В сопровождении услужливого Поля Винсент бродил по комнатам целый час. В каком—то пыльном углу он наткнулся на небрежно брошенное полотно Гийомена; нагая женщина, лежащая на кровати. Картина валялась без всякого присмотра и начала уже трескаться. Пока Винсент разглядывал ее, в комнату взволнованно вбежал доктор Гаше и засыпал Винсента вопросами относительно арлезианки.

– Неужели вы смотрели на нее все это время? – изумился Винсент.

– Да, да, она постепенно до меня доходит, она доходит, я уже начинаю чувствовать ее.

– Извините меня, доктор Гаше, за нескромный совет, но это великолепный Гийомен. Если вы не вставите его в раму, он погибнет.

Гаше даже не слушал Винсента.

– Вы утверждаете, что следовали в рисунке Гогену... Я не могу согласиться с вами... эти резкие контрасты цвета... Они убивают всю ее женственность... нет, не то чтобы убивают, но... да, да, пойду посмотрю на нее снова... она постепенно доходит до меня... понемногу... вот—вот, кажется, и сойдет с полотна!

Весь остаток дня Гаше метался около арлезианки, тыкал в нее пальцем, всплескивал руками, без умолку тараторил, задавал бесчисленные вопросы и сам же отвечал на них, принимая все новые позы. Когда наступил вечер, арлезианка окончательно завоевала его сердце. На доктора снизошло радостное успокоение.

– Ах, как она трудна – простота, – произнес он, стоя перед портретом, умиротворенный и измученный.

– Да, трудна.

– А эта дама прекрасна, прекрасна! Никогда я не чувствовал характер так глубоко.

– Если она вам нравится, доктор, – она ваша. И этюд, который я написал сегодня в саду, тоже ваш.

– Но зачем же вы дарите мне картины, Винсент? Ведь это ценность.

– Скоро наступит время, когда вам, может быть, придется заботиться обо мне, лечить меня. У меня не будет денег, чтобы заплатить вам. Вместо денег я плачу вам полотнами.

– Но я и не хочу лечить вас ради денег, Винсент. Я сделаю это из дружбы к вам.

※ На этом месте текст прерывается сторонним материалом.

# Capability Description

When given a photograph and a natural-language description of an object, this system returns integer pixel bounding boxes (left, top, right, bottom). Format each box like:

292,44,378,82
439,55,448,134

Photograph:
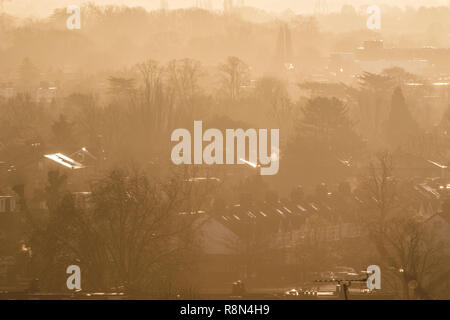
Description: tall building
314,0,328,15
161,0,169,11
276,24,292,66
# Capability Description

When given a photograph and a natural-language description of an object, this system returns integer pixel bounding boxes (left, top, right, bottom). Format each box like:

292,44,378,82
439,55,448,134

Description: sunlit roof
44,153,84,169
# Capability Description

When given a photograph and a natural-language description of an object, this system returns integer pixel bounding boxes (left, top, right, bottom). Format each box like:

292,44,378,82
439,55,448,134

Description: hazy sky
0,0,450,17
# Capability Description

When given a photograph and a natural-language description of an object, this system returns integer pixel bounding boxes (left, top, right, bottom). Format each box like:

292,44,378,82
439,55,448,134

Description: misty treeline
0,6,450,298
0,4,450,72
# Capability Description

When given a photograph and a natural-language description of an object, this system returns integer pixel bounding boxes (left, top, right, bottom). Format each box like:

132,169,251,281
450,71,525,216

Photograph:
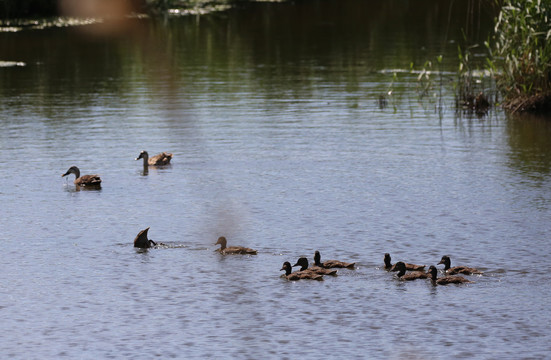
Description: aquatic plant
486,0,551,111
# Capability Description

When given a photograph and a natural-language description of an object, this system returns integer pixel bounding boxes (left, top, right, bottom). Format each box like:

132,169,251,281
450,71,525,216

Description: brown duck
437,255,482,275
293,257,337,275
384,253,426,271
214,236,257,255
314,250,356,269
61,166,101,187
136,150,172,167
134,228,157,249
428,265,472,285
394,261,431,281
280,261,323,281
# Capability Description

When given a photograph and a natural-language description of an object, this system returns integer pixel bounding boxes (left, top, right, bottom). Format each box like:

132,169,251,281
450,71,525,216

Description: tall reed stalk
486,0,551,105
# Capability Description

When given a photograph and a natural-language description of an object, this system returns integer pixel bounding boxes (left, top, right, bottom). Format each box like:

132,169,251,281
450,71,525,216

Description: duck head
392,261,406,277
384,253,392,269
214,236,228,250
314,250,321,266
61,166,80,179
135,150,149,161
437,255,451,270
279,261,292,275
134,227,152,249
293,257,308,271
428,265,438,281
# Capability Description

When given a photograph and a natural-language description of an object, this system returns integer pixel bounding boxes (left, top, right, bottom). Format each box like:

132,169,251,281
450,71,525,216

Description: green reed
486,0,551,99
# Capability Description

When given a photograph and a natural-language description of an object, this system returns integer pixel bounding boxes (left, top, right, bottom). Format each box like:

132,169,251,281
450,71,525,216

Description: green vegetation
486,0,551,112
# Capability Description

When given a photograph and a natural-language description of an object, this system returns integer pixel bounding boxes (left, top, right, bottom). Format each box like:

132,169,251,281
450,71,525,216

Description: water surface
0,0,551,359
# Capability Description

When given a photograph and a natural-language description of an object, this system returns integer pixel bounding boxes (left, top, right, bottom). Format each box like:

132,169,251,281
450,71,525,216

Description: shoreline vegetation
486,0,551,113
0,0,551,115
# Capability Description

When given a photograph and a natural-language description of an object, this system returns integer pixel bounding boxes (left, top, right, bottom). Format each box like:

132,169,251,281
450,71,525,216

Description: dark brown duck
280,261,323,281
428,265,472,285
214,236,257,255
394,261,431,281
134,227,157,249
61,166,101,187
293,257,337,275
136,150,172,167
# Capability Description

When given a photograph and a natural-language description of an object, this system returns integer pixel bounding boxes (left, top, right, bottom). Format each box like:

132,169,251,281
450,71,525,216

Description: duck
394,261,431,281
134,227,157,249
437,255,482,275
214,236,257,255
280,261,323,281
136,150,172,167
384,253,426,271
293,257,337,275
61,166,101,187
314,250,356,269
428,265,472,285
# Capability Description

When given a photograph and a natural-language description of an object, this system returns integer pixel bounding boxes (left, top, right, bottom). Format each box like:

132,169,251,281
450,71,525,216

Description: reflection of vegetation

– Значит, так тому и быть! Я тоже дарю вам эти картины из дружбы.

3

Так Винсент снова вступил на стезю живописца. Он лег спать в девять, вдоволь насмотревшись, как под тусклой лампой кафе Раву рабочие играли в бильярд. Встал он в пять утра. Погода была чудесная, солнце светило мягко, долина сияла свежей зеленью. Долгий недуг и вынужденная праздность в приюте святого Павла давали себя чувствовать: кисть выскальзывала у Винсента из пальцев.

Винсент попросил Тео прислать ему книгу Барга, чтобы упражняться, копируя оттуда рисунки, так как боялся, что если он не будет опять постоянно изучать пропорции обнаженного тела, ему это даром не пройдет. Винсент все время присматривался, нельзя ли найти в Овере маленький домик и поселиться тут навсегда. Ему не давала покоя мысль: а вдруг Тео был прав, когда говорил, что где—то на свете есть женщина, которая соединила бы с ним свою судьбу. Он вынул несколько своих полотен, написанных в Сен—Реми, и кое—где тронул их кистью, стараясь довести до совершенства.

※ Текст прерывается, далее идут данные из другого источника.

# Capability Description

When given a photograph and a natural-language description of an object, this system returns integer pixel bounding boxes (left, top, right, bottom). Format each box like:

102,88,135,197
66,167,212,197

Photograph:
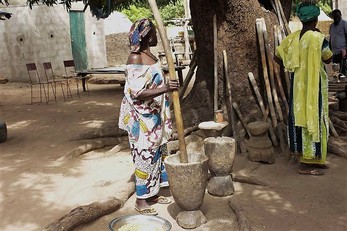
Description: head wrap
296,2,320,22
129,18,154,52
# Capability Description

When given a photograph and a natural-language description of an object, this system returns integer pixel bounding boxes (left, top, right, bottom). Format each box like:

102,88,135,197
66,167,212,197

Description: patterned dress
119,62,172,199
276,31,332,164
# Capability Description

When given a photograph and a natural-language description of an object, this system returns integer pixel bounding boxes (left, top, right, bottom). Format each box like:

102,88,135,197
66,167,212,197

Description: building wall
85,10,107,68
0,3,107,82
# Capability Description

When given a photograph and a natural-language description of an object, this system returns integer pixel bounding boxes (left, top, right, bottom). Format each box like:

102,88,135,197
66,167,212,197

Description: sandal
146,196,171,204
135,206,158,216
298,169,324,176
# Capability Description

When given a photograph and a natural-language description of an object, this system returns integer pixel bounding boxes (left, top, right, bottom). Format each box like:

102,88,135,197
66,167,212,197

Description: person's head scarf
129,18,154,52
296,2,320,22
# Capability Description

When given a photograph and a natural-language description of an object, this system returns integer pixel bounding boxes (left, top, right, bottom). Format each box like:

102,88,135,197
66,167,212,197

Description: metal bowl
109,215,172,231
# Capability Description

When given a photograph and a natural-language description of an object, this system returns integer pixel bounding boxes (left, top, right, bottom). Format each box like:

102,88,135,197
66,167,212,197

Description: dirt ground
0,78,347,231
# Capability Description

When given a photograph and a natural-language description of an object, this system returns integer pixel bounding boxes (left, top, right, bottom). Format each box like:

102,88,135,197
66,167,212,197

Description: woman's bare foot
135,199,158,216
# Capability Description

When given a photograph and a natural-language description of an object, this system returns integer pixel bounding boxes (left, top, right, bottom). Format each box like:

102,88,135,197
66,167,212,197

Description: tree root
67,137,128,159
172,126,199,140
229,199,251,231
232,174,269,186
45,197,124,231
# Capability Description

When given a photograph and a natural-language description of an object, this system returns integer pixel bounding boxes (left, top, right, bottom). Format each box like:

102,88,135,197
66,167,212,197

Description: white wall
0,5,72,82
85,12,107,68
0,2,107,82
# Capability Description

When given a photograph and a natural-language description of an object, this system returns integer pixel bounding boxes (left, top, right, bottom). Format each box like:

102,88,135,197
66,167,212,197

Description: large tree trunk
182,0,291,127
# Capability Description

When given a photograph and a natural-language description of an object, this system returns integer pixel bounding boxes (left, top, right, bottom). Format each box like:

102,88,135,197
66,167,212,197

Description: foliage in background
121,5,153,22
121,0,184,22
292,0,333,15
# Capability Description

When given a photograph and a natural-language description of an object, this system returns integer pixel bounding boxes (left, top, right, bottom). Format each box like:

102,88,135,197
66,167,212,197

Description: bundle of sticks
248,18,289,153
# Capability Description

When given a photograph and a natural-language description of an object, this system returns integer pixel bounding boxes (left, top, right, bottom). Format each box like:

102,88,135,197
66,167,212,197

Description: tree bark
182,0,291,126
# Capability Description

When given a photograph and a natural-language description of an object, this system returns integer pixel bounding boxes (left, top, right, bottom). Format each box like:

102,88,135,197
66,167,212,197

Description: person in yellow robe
274,3,332,175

Но эта внезапная вспышка энергии скоро угасла – то был лишь рефлекс организма, еще слишком крепкого, чтобы поддаться разрушению.

Теперь, после долгого заключения в лечебнице, дни казались Винсенту неделями. Он не знал, чем их заполнить, так как писать с утра до вечера он уже не мог. Да у него уже и не было такого желания. Пока не стряслась беда в Арле, ему не хватало для работы и суток, теперь же время тянулось бесконечно.

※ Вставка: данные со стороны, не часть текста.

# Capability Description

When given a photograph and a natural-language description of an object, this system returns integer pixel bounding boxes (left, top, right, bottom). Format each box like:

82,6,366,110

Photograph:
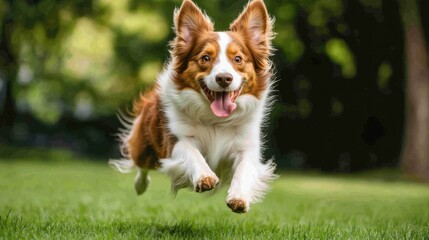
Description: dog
109,0,276,213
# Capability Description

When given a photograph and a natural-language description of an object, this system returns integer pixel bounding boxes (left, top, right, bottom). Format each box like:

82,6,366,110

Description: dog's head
171,0,273,117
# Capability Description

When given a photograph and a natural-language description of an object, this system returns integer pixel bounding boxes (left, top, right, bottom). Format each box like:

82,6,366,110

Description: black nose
216,73,232,88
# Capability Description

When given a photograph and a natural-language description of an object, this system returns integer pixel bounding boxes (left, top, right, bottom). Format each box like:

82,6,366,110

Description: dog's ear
174,0,213,43
229,0,273,51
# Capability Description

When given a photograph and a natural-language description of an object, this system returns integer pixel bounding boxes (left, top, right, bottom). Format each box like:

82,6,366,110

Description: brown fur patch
229,0,274,97
125,88,177,169
174,32,219,92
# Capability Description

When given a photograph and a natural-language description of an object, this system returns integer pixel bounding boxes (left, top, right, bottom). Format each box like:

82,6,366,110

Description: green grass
0,151,429,239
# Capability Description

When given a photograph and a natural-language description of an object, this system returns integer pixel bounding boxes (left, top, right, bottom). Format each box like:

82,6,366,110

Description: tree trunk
400,0,429,181
0,1,17,140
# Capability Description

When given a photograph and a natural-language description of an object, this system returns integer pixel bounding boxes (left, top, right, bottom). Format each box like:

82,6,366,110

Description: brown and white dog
109,0,275,213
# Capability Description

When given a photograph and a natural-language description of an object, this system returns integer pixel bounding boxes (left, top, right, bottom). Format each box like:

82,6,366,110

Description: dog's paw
226,198,249,213
195,176,219,192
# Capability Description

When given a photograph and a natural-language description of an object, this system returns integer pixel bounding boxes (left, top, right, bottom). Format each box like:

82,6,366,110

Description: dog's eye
201,55,210,63
234,56,243,64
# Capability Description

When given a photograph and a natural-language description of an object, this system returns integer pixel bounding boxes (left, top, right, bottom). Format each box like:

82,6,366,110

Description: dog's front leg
161,141,219,192
226,149,276,213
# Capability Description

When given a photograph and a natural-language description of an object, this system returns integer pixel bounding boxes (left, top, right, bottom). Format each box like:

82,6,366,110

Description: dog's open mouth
200,80,242,117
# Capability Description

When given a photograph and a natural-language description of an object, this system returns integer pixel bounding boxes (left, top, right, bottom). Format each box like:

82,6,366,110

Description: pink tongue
210,92,237,117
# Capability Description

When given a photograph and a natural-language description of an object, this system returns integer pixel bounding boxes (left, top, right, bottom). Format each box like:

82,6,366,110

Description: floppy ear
174,0,213,43
229,0,273,54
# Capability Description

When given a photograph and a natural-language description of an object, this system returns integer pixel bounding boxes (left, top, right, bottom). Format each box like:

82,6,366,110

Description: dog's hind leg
134,168,150,195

Из того, что он видел, лишь немногое заставляло его взяться за кисть, а начав работать, он испытывал странное спокойствие, почти безразличие. Лихорадочной страсти писать всегда, каждую минуту, писать горячо и самозабвенно Винсент уже не испытывал. Он работал теперь словно бы для провождения времени. И если к вечеру полотно бывало не окончено... что ж, это его уже не трогало.

Доктор Гаше по—прежнему был единственным его другом в Овере. Гаше, проводивший почти все дни в своем врачебном кабинете в Париже, по вечерам нередко заглядывал в кафе Раву посмотреть на новые полотна. Винсент часто задумывался, видя в его глазах глубокую, безысходную печаль.

– Отчего вы так несчастны, доктор Гаше? – спрашивал он.

– Ах, Винсент, я работал столько лет... и так мало сделал хорошего. Врач видит только одно страдание, страдание и страдание...

– Я охотно поменялся бы с вами профессией, – сказал Винсент.

В грустных глазах Гаше блеснуло восхищение.